Lawmakers seek foreclosure investigations
WASHINGTON (Reuters) - California Democrats in the House of Representatives are calling for federal investigations into whether financial institutions broke any laws in their handling of foreclosures in the midst of the housing crisis.
Reports from thousands of homeowners in their congressional districts show an "apparent pattern" of practices that led to foreclosures that could have been avoided, the lawmakers wrote in an October 4 letter to Attorney General Eric Holder, Federal Reserve Chairman Ben Bernanke and the Treasury Department.
The letter was signed by House Speaker Nancy Pelosi and 30 California lawmakers.
"The excuses we have heard from financial institutions are simply not credible three years into this crisis.
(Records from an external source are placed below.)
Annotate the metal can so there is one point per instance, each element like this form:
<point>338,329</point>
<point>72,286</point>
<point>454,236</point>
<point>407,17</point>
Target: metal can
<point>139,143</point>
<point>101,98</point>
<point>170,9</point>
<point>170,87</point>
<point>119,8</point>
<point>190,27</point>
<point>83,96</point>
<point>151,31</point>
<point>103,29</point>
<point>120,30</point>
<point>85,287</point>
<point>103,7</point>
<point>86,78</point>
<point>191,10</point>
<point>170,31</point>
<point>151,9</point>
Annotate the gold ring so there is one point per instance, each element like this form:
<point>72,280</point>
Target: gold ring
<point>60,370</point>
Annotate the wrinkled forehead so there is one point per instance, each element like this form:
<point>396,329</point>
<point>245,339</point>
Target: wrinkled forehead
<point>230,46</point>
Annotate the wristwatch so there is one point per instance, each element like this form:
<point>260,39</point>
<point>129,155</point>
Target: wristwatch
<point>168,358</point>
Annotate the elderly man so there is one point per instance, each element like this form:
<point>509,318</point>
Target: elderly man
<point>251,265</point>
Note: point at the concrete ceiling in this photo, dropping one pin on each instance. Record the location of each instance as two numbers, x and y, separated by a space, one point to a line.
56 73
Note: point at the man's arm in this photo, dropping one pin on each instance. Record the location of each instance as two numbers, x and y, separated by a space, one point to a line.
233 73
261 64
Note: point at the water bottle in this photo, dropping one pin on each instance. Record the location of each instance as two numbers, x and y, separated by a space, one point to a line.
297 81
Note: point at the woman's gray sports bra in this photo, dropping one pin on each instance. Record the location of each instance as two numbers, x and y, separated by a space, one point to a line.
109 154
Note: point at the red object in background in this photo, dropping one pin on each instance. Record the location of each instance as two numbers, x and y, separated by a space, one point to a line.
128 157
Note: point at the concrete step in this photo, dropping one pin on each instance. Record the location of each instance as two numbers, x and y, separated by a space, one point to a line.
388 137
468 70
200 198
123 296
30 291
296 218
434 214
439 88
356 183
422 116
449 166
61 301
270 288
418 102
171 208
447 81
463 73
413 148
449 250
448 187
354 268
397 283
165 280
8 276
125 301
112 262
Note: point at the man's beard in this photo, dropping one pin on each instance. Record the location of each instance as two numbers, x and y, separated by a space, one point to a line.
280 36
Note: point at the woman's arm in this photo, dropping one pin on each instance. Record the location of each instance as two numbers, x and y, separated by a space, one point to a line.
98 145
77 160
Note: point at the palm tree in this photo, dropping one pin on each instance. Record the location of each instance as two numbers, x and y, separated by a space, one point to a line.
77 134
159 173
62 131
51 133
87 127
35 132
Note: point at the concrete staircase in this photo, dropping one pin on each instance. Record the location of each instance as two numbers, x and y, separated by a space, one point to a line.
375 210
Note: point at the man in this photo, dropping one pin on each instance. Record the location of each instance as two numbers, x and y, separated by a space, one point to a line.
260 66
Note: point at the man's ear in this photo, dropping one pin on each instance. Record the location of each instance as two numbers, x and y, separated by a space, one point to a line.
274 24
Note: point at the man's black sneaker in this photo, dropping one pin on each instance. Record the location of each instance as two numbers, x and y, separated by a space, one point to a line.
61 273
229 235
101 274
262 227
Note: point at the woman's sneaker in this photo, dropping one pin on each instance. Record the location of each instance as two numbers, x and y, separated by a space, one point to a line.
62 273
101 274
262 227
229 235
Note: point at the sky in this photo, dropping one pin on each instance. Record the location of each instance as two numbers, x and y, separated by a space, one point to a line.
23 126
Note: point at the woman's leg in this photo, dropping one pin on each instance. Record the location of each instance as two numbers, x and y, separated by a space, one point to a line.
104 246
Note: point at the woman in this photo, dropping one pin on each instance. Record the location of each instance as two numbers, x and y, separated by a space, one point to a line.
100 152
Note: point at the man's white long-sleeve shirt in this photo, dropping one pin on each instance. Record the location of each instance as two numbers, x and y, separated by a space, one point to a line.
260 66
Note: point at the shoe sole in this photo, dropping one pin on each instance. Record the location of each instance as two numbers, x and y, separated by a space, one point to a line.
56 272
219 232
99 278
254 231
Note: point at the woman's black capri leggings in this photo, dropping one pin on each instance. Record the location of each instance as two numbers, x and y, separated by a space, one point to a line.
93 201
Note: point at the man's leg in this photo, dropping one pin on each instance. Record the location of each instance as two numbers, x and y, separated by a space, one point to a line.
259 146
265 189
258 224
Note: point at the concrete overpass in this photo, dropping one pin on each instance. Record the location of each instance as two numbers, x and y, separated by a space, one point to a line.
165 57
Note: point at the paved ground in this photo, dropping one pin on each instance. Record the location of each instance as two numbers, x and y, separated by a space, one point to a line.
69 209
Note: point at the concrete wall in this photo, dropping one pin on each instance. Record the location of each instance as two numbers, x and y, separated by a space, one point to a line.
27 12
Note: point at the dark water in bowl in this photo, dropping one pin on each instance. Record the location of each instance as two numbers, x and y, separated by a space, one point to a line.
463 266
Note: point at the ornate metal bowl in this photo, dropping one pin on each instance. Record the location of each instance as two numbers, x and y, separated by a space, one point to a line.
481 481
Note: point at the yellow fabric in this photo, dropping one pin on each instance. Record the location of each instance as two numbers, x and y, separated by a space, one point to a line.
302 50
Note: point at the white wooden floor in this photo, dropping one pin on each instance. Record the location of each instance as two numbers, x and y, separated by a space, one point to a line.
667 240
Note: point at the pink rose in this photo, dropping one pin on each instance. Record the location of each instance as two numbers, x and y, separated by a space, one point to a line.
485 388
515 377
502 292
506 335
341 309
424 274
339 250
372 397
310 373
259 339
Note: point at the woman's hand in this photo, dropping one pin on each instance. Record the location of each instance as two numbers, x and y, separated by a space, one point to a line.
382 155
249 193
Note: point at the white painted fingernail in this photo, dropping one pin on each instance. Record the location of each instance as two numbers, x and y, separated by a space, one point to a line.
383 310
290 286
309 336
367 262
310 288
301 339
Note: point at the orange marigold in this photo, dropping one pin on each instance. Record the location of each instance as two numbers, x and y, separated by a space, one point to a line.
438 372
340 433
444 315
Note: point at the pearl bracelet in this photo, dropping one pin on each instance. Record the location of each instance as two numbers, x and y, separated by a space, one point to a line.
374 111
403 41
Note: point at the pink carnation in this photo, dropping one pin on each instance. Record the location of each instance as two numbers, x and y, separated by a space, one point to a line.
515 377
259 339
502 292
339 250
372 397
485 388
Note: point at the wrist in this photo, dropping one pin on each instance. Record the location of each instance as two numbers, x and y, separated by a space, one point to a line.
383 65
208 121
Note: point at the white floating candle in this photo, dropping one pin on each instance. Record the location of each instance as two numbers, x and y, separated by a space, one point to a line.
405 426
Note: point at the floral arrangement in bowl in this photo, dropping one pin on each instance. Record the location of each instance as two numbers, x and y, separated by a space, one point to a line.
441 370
People in our districts are hurting," the letter said. "It is time that banks are held accountable for their practices that have left too many homeowners without real help."
The lawmakers said thousands of people have reported that despite efforts to seek loan modifications or other relief many financial institutions "routinely fail to respond in a timely manner, misplace requested documents, and send mixed signals" about what is required to avoid foreclosures.
At least six states are investigating the foreclosure procedures at Ally Financial Inc or JPMorgan Chase or both.
Ally, formerly known as GMAC, revealed last month that officials had signed thousands of affidavits supporting foreclosure proceedings without having personal knowledge of the borrowers' situations.
A seventh state, Texas, on Tuesday halted all foreclosures, sales of foreclosed properties and evictions from foreclosed properties until foreclosure practices are reviewed.